Anyway! The movie was surprisingly funny. As I said, I really don’t know anything about Kurosawa aside from his reputation and that one time I saw (almost all of) Seven Samurai. While I do remember some occasional lighter moments from Seven Samurai, the peasants were quite funny at the fittingly unfitted participants of two warring, medieval Japanese clans. It was also a wonderful film visually and having seen it I can now identify its influence on Star Wars first hand as opposed to taking the internet’s word for it. It also needs to be said that Toshiro Mifune‘s spear duel was pretty badass, especially given how goofy spears are when compared to samurai swords.
So how about the Star Wars connections? They’re everywhere. I already mentioned that visually Lucas lifted some neato tricks from it–a lot of far away shots of characters with their surroundings in full view then bringing it up close while things happen around them. A lot of those shots made me think of the droids’ arrival on Tatooine, particularly Artoo making his way through the canyon and Threepio waving down the Sandcrawler, which is hardly a coincidence since the droids are very much based off of the peasants Tahei and Matashichi. In a featurette on the DVD, Lucas discusses how he liked the the way Kurosawa showed the story of a war through the eyes of the two lowest characters on the totem pole, an explanation towards the prominent roles he gave the droids play in the Saga.
There are various other references, namely a princess trying to get through enemy lines with something important while being aided by an older general.

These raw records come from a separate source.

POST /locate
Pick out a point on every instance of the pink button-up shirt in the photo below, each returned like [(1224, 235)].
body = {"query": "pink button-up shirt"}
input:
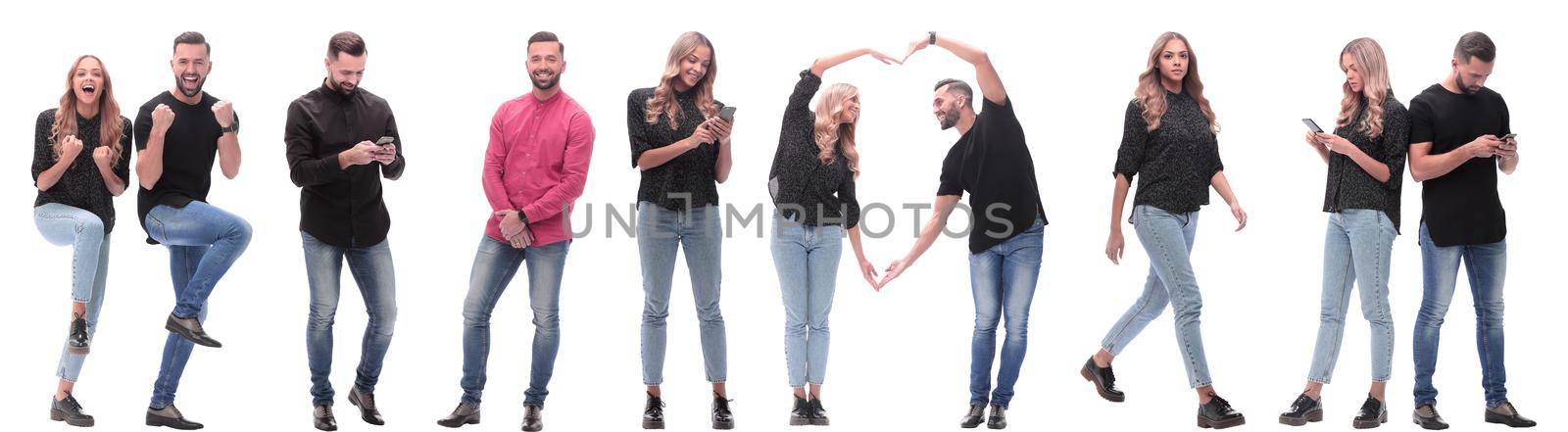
[(537, 163)]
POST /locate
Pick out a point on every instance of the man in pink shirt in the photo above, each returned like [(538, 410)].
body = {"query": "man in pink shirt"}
[(535, 168)]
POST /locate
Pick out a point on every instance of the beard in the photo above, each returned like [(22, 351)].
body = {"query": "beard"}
[(548, 83)]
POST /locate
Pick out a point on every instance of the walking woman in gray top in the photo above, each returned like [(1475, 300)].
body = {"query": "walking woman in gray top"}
[(812, 185), (80, 163), (1366, 163), (1168, 136)]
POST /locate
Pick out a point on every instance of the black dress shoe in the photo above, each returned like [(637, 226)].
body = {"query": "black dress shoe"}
[(723, 418), (655, 412), (819, 416), (972, 418), (190, 329), (77, 342), (323, 418), (172, 416), (1303, 410), (1217, 413), (1372, 413), (998, 418), (1429, 418), (368, 406), (802, 413), (1504, 413), (462, 415), (70, 410), (532, 418), (1104, 381)]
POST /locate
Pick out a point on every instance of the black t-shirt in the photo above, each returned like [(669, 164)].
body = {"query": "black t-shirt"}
[(1460, 207), (993, 165), (190, 146)]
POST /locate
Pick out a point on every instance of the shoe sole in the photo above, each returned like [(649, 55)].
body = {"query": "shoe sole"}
[(1311, 416), (59, 415), (1204, 423), (1102, 393)]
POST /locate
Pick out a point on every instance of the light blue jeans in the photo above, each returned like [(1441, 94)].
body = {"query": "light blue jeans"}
[(661, 232), (203, 243), (1004, 280), (808, 264), (494, 264), (1167, 237), (1355, 253), (372, 269), (63, 224)]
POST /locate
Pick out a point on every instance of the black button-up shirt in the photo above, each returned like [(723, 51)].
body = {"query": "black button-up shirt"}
[(341, 207)]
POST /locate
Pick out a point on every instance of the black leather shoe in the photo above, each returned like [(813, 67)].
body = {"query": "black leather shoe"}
[(532, 418), (70, 410), (1217, 413), (1303, 410), (819, 416), (77, 342), (802, 413), (172, 416), (190, 329), (1104, 381), (972, 418), (655, 412), (323, 418), (1504, 413), (368, 406), (1372, 413), (998, 418), (1429, 418), (723, 418), (462, 415)]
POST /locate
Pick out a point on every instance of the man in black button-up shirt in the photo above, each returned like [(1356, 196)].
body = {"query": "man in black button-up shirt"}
[(342, 140)]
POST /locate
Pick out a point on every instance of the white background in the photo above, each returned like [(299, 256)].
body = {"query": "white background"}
[(901, 359)]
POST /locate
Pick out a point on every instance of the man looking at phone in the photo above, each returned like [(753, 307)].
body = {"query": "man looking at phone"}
[(342, 140), (1460, 140)]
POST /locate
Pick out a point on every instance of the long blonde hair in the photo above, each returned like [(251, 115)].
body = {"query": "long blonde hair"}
[(1152, 94), (663, 102), (110, 124), (1374, 86), (830, 132)]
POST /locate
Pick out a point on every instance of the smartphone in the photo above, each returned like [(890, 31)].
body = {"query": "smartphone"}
[(1313, 125)]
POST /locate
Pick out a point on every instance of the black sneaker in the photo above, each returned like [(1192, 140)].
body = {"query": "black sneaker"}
[(1429, 418), (998, 418), (723, 418), (655, 412), (1372, 413), (1504, 413), (77, 342), (800, 415), (819, 416), (1303, 410), (1104, 381), (70, 410), (972, 418), (1217, 413)]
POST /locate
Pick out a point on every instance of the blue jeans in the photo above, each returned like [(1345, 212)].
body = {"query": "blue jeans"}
[(1487, 264), (203, 243), (659, 233), (372, 269), (1167, 237), (1003, 279), (808, 264), (1355, 253), (494, 264), (83, 230)]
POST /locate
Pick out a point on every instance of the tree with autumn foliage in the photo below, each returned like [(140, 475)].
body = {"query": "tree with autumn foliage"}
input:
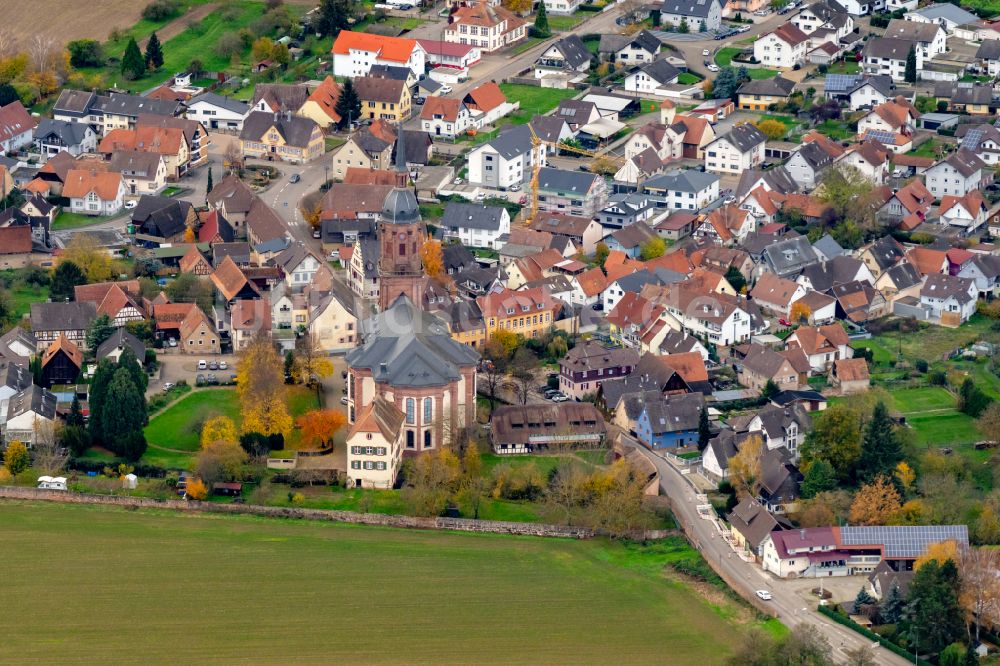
[(311, 363), (261, 389), (744, 467), (219, 429), (432, 257), (317, 427), (875, 503)]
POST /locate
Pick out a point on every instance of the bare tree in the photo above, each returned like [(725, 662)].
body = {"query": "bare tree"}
[(47, 455)]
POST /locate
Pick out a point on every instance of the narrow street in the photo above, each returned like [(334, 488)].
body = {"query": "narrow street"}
[(792, 606)]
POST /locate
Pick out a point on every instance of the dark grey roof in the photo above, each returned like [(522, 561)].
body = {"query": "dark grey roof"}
[(828, 274), (949, 286), (34, 399), (295, 130), (121, 104), (904, 275), (677, 413), (744, 137), (573, 50), (70, 134), (406, 347), (888, 47), (660, 71), (60, 316), (512, 141), (472, 216), (696, 8), (227, 103), (779, 85), (690, 180), (560, 180), (119, 340)]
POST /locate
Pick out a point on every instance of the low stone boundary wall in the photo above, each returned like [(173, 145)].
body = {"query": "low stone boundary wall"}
[(376, 519)]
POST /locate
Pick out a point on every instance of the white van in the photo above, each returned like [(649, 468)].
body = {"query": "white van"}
[(52, 482)]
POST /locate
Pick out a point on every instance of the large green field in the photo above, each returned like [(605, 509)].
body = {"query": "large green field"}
[(85, 584)]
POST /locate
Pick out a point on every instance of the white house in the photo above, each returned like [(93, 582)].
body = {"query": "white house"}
[(505, 161), (218, 113), (374, 445), (354, 53), (475, 225), (684, 190), (783, 48), (739, 150), (958, 174), (94, 192), (948, 298)]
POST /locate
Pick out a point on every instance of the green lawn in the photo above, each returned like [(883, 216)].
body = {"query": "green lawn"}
[(67, 220), (241, 589), (195, 42), (534, 100)]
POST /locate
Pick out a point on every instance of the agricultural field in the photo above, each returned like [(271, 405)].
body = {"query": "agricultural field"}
[(225, 588)]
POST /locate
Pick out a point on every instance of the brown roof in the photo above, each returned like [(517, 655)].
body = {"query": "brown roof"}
[(67, 346), (229, 279), (15, 240), (81, 182), (485, 97)]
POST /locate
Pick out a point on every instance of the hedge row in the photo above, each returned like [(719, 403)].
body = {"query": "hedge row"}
[(884, 642)]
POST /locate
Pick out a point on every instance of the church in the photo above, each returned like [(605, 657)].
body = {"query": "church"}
[(408, 365)]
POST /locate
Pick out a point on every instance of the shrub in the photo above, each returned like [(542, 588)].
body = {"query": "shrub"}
[(161, 10)]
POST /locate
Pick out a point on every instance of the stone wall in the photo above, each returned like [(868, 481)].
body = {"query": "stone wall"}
[(411, 522)]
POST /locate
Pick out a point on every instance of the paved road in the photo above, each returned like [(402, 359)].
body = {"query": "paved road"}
[(792, 606)]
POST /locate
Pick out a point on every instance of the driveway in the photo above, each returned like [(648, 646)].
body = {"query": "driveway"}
[(792, 603)]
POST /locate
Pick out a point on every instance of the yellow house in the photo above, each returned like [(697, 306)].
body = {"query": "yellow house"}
[(529, 312), (285, 138), (758, 95), (388, 99)]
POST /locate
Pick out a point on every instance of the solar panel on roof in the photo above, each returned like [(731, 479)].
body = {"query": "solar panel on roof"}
[(972, 139), (882, 136)]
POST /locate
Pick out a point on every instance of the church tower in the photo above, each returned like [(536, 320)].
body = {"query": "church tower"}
[(401, 235)]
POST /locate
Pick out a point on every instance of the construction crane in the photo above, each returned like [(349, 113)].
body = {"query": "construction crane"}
[(536, 142)]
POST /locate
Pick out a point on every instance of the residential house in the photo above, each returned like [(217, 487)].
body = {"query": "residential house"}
[(684, 190), (444, 117), (489, 27), (958, 174), (888, 55), (92, 192), (60, 363), (572, 192), (758, 94), (587, 365), (387, 99), (375, 445), (652, 78), (966, 213), (782, 48), (948, 299), (354, 53), (762, 365), (17, 127), (670, 422), (54, 136), (475, 225), (506, 161), (521, 429), (49, 321), (217, 112), (285, 138), (693, 13), (850, 375)]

In Hidden Fortress the princess and a samurai are trying to smuggle gold over the border to rebuild her clan. You can probably figure out where to swap in Jedi, Death Star plans and aid a rebellion for freedom in that sentence.
Above all else, the most obvious element Lucas borrowed here is the scene fade. Anyone familiar with Star Wars can see it right away. The first time a scene changed with the assistance of a slow moving, right to left fade I totally LOL’d. By the tenth time I was at least thankful that, over the course of six movies, George decided to mix it up and go left to right, top to bottom and occasional rock the diagonal.
So yes, better late than never on this one. As I said, I really liked it, but to be honest there’s probably nothing I can really say about it that a lot of other people haven’t already said a lot better than I can. As a raging fanboy it was particularly awesome to watch, to sort of see what George Lucas was seeing while Star Wars was still in it’s infancy.